Once in the Middle East these Polish eager troops were incorporated into the 2nd Polish Corps under the umbrella of Britain’s Persia and Iraq Force (PAIForce). They spent the first half of 1943 training and protecting oil fields in Iraq against possible German invasion and seizure. In August they were moved to Palestine. While there, some Jewish soldiers deserted. A few joined local Zionist militia opposed to British rule. Four months later 2nd Corps moved to Egypt, bringing over 50,000 well-trained and highly motivated troops closer to action against the Axis. In early 1944 the Poles corps finally went into combat against the hated Germans, alongside Allied troops in the invasion of Italy. Anders led 2nd Polish Corps into combat, so it became popularly known to Western Allied troops as “Anders’ Army.” Polish 2nd Corps saw heavy fighting at Monte Cassino, storming the rubble and overwhelming the last German defenders while suffering great casualties. It subsequently fought sharp actions along the Gothic Line and at the Argenta Gap (1945). Left by the untidy end of the war without a country to which most felt they could return, many veterans of 2nd Corps and other Polish units spent the rest of their lives in embittered exile in Britain, Canada, France, or the United States. Altogether, some 250,000 Poles serving with the British were offered a chance to join the “Polish Resettlement Corps” for two years postwar service, preparatory to final settlement in the UK or overseas.
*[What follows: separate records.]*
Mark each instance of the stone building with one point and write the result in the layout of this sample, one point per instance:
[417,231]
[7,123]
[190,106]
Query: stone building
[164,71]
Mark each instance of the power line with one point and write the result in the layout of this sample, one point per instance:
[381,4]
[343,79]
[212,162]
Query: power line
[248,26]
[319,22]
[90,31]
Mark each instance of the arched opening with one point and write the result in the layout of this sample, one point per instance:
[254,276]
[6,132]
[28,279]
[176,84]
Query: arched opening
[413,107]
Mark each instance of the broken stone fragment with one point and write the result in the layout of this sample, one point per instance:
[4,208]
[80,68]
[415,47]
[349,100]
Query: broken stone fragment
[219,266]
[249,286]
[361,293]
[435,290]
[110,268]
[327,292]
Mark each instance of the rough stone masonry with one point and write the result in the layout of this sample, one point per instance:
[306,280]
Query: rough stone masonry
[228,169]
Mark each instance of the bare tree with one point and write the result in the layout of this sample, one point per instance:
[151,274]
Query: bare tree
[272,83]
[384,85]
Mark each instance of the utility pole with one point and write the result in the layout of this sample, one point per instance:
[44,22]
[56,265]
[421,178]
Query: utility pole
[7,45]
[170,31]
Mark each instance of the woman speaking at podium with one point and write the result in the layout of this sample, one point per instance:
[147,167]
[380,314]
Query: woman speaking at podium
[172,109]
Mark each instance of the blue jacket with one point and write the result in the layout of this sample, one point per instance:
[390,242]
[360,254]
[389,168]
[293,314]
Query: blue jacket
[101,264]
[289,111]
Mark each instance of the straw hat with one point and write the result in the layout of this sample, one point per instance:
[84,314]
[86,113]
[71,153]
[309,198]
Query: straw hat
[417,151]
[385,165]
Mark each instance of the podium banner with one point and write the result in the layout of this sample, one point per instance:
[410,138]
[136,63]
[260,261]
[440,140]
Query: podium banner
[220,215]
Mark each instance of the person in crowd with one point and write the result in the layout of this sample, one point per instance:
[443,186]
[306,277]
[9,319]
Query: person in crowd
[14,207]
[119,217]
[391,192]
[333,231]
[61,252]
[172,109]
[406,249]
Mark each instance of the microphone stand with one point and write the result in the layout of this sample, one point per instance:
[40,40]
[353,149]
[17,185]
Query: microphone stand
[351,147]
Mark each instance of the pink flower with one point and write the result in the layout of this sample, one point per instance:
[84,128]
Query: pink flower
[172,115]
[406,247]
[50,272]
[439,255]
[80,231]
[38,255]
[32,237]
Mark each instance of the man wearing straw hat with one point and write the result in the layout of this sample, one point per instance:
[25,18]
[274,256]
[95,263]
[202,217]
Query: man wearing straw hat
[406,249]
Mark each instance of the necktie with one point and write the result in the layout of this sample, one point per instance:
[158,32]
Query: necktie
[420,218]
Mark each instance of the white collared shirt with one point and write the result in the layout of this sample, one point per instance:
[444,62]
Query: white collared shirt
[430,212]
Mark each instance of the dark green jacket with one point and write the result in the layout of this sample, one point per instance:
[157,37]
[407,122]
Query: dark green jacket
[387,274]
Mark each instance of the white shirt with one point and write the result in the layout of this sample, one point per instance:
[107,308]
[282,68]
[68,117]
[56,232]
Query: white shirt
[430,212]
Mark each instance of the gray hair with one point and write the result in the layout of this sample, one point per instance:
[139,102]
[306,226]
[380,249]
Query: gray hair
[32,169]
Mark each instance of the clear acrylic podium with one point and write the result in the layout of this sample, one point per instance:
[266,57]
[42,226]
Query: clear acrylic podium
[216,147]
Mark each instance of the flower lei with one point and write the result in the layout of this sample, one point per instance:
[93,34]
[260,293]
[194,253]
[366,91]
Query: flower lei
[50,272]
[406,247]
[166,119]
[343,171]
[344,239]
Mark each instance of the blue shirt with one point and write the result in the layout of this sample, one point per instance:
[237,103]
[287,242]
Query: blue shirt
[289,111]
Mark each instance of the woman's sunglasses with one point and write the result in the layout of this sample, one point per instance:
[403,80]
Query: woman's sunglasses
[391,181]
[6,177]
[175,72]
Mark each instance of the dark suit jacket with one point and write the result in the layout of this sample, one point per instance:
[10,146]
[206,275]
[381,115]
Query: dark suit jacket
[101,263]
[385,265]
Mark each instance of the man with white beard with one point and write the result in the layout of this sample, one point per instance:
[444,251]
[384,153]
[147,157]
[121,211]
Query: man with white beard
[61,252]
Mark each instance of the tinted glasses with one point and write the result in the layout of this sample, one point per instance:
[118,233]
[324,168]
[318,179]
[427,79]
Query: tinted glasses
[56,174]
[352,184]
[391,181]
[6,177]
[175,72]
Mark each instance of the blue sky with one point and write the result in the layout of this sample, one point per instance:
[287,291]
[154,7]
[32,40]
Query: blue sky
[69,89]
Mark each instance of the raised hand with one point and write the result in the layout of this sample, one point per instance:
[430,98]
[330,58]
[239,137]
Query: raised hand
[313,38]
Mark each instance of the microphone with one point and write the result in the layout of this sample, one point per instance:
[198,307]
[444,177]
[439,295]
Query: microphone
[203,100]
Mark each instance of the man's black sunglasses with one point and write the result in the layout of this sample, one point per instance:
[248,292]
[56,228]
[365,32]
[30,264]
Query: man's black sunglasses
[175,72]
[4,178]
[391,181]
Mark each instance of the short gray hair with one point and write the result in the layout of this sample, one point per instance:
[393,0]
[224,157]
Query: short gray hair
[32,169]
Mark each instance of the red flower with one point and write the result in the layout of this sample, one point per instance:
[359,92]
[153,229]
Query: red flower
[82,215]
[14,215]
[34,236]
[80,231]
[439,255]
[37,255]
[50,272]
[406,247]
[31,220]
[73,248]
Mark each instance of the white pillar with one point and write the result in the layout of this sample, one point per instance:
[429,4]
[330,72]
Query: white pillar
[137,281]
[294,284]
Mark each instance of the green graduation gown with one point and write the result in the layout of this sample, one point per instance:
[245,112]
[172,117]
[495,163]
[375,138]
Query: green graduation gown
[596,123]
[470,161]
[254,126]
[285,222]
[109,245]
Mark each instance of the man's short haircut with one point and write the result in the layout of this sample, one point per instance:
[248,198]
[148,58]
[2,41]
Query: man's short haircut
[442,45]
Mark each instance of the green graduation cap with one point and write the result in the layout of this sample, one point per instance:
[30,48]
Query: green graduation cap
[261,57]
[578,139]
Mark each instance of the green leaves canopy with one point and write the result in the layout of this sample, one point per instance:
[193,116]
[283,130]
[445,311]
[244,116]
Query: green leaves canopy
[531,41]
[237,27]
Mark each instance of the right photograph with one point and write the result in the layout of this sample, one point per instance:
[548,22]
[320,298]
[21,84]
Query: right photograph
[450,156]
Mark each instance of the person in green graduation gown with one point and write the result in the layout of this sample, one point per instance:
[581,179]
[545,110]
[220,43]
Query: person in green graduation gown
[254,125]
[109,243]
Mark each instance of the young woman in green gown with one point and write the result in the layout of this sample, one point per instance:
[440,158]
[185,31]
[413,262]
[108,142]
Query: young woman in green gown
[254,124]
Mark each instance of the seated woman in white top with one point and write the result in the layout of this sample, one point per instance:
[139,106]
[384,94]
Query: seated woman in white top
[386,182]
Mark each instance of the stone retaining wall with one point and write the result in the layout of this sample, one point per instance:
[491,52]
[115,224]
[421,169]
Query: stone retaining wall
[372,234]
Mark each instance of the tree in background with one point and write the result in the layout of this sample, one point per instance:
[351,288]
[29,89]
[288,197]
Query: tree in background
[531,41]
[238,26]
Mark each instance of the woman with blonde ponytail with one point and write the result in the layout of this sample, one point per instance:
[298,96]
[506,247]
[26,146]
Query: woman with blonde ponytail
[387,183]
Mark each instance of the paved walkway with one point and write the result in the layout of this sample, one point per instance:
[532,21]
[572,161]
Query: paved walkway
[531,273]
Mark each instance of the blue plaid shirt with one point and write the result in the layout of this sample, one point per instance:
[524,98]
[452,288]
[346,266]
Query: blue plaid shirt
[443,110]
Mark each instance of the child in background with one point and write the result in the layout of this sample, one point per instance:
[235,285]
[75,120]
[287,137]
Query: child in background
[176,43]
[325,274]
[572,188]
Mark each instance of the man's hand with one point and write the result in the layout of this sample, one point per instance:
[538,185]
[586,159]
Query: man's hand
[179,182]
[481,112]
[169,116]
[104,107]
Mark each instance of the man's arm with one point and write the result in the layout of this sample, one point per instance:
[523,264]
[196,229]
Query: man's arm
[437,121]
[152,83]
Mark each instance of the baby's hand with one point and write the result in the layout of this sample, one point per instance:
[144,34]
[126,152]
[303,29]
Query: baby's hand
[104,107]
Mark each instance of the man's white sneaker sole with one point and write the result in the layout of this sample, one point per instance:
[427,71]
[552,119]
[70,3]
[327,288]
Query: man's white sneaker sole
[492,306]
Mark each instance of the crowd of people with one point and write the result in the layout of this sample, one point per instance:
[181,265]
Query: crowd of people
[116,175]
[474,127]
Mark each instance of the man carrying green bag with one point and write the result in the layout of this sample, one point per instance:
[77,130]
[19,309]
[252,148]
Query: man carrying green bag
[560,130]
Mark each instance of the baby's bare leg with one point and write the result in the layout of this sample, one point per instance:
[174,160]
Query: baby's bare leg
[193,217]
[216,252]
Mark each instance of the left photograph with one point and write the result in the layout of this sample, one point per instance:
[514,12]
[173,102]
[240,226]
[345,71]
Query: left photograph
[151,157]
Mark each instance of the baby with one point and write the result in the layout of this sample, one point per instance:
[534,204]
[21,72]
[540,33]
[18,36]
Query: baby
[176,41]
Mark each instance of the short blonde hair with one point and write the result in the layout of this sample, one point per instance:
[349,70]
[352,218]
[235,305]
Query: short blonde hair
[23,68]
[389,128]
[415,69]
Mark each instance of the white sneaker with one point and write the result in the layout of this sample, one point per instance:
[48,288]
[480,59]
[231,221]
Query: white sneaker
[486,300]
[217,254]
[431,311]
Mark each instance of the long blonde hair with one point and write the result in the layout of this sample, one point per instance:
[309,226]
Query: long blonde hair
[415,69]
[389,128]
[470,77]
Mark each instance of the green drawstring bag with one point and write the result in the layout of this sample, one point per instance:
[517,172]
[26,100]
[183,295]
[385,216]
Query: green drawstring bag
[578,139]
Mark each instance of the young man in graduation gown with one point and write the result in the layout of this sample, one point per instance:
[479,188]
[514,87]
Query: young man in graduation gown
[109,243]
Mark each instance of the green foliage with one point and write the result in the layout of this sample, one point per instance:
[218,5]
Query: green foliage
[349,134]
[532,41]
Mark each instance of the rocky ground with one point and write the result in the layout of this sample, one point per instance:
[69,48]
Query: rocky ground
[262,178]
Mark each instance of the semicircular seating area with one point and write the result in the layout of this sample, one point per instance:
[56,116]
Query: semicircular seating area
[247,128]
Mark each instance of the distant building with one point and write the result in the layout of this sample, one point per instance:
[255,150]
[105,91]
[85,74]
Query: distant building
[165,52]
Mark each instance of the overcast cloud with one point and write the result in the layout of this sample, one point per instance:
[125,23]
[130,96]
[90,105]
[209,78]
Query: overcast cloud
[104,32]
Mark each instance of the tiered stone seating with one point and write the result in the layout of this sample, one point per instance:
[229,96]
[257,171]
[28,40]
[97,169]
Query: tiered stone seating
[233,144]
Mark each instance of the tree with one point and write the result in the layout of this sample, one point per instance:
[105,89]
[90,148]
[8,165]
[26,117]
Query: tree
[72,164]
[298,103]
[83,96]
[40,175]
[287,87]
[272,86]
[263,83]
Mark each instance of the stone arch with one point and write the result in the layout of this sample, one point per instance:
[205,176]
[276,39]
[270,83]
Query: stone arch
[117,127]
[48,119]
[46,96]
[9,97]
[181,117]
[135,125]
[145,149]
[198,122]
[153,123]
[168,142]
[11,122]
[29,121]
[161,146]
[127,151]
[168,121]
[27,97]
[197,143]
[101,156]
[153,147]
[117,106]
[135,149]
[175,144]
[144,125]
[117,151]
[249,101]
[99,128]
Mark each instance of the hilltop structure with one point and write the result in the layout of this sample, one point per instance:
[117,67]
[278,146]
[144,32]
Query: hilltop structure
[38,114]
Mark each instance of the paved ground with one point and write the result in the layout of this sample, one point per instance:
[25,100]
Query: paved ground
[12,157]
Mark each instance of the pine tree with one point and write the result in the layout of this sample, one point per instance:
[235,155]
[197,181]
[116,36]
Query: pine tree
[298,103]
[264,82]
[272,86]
Meanwhile, Joseph Stalin authorized formation of a pro-Communist Polish division within the Red Army in 1943. It was led by Zygmunt Berling. He was a former chief of staff to Wladyslaw Anders, but abandoned Anders in 1942 on the eve of departure from the Soviet Union. The new division was deficient in officers, a recurring consequence of the Katyn massacre. A second Communist division was established thereafter, joining the 1st to form a Polish Corps. With additional divisions added in 1944, this formation became the Polish Army in the Soviet Union, sometimes called “Berling’s Army.” By 1945 it comprised six divisions. It saw extensive fighting in Ukraine in 1944, then moved north to eastern Poland later in the year. Serving under Konstantin Rokossovsky, Berling made forward contact with the Home Army near Warsaw on September 15. Desperate efforts to cross the Vistula late in the Warsaw Uprising were denied by higher Soviet strategic imperatives and the difficulty of the crossing. After Warsaw was liberated during the Vistula-Oder operation in early 1945, the NKVD eliminated as many Home Army personnel as it could locate. In the interim, Soviet-sponsored 1st Polish Army overcame bitter Waffen-SS resistance along the Pomeranian Wall in late April 1945, then participated in the fierce battles around Berlin. Its commander in those operations was General S. Poplawski. A second Polish–Communist army of five divisions fought in the south, deep into Czechoslovakia during March—May, 1945. Many of these Communist troops formed the core of the Polish national army set up by the Soviet Union in eastern Poland to back the claims of the Lublin Poles. After the war, elements of the force became the national Polish Army in time, but one from which Anders’ men and other exiled patriots were excluded.